Monday, September 14, 2009

Fall Share Week 1

Welcome to the first week of the Fall share! We’re very excited to bring you greens and root vegetables, as well as the end of the summer veggies. Okra, basil and peppers will be petering out soon, so enjoy them while you can. We’re sorry to say that the tomatoes are done. The last two years we’ve had them later into the fall, at least into October, but this was a very bad tomato season. A combination of wet weather and cool temperatures meant they never really had a chance. We’re lucky we got as many as we did.
As an added freakish-weather bonus, we haven’t had decent rain for about a month now, which means the moisture and coolness that would favor the greens has abandoned us. We’re irrigating when needed, but if the remnants of a hurricane happened to skirt by the Shenandoah Valley, it wouldn’t be the worst thing. We’re lamenting the lack of a decent summer this year, and hoping for better weather next year.

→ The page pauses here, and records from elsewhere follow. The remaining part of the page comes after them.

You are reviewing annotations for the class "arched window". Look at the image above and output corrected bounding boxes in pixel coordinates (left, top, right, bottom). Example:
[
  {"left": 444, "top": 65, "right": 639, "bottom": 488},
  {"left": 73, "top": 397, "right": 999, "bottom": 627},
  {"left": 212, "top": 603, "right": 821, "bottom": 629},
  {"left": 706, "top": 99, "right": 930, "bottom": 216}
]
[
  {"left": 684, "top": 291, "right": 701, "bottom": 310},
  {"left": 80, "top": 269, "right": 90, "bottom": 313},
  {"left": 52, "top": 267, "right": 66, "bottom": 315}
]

This Week (*full share only):


Basil
Kale
Carrots
Carmen sweet peppers
Okra
Potatoes
*Bell Peppers
*Hungarian Hot Wax peppers
*Radishes
*Spaghetti Squash

What to do with it:

For those of you new to the CSA, this recipe bears repeating: Todd makes excellent potato fries by slicing potatoes into fry-size pieces (no peeling) and parboiling them for two to three minutes. Then he brushes them with olive oil and adds a little Old Bay spice and bakes them for thirty minutes at 375. He says if they’re not crispy at that point, he puts them under the broiler for a minute or two. But they’re easy to over-crisp, so be careful. The potatoes this week are a russet variety, so you can bake them, or even grill them, for delicious results.
People need more guidance with okra than anything else. You can steam it whole for 4-6 minutes and spritz it with a little lemon juice. You can fry it sliced, dusted with cornmeal (okra’s natural gooiness makes the cornmeal stick), in olive oil in a hot skillet. You can also make the stir-fry mélange that we frequently enjoy: sautéed onions, garlic, peppers, sliced okra, and whatever else you have handy (tomatoes, mushrooms, etc) and serve it over rice, quinoa or grits. We like to throw in an herb, like basil or parsley, when we have it. You can throw on some soy sauce or hot sauce, too.
The spaghetti squash is kind of a weirdo, but we promise you will love it. The easiest way to cook it is to slice it in half lengthwise, scoop out the seeds and stringy stuff, brush the cut side with olive oil, and place it cut-side-down on a baking dish. You can add a tiny bit of water to the dish if you want. Bake it at 350 until easily pierced with a fork, about 30 minutes (but the size of the squash varies – you can start checking with a fork at 20 minutes if you’re not sure). Once cooked, you scoop out the spaghetti-like strands and add some butter, salt and grated cheese (we like parmesan), or whatever else you want. You can actually treat it like spaghetti and add tomato sauce. It’s bland tasting like pasta, but with a more vegetable-like texture.
The radishes are mild enough to eat raw, as in salad, or you can stir-fry them. They’re small right now, but their taste is milder than it will be when they get larger. These red and white radishes are called French breakfast radishes. The classic red ones will be in a little later. Enjoy!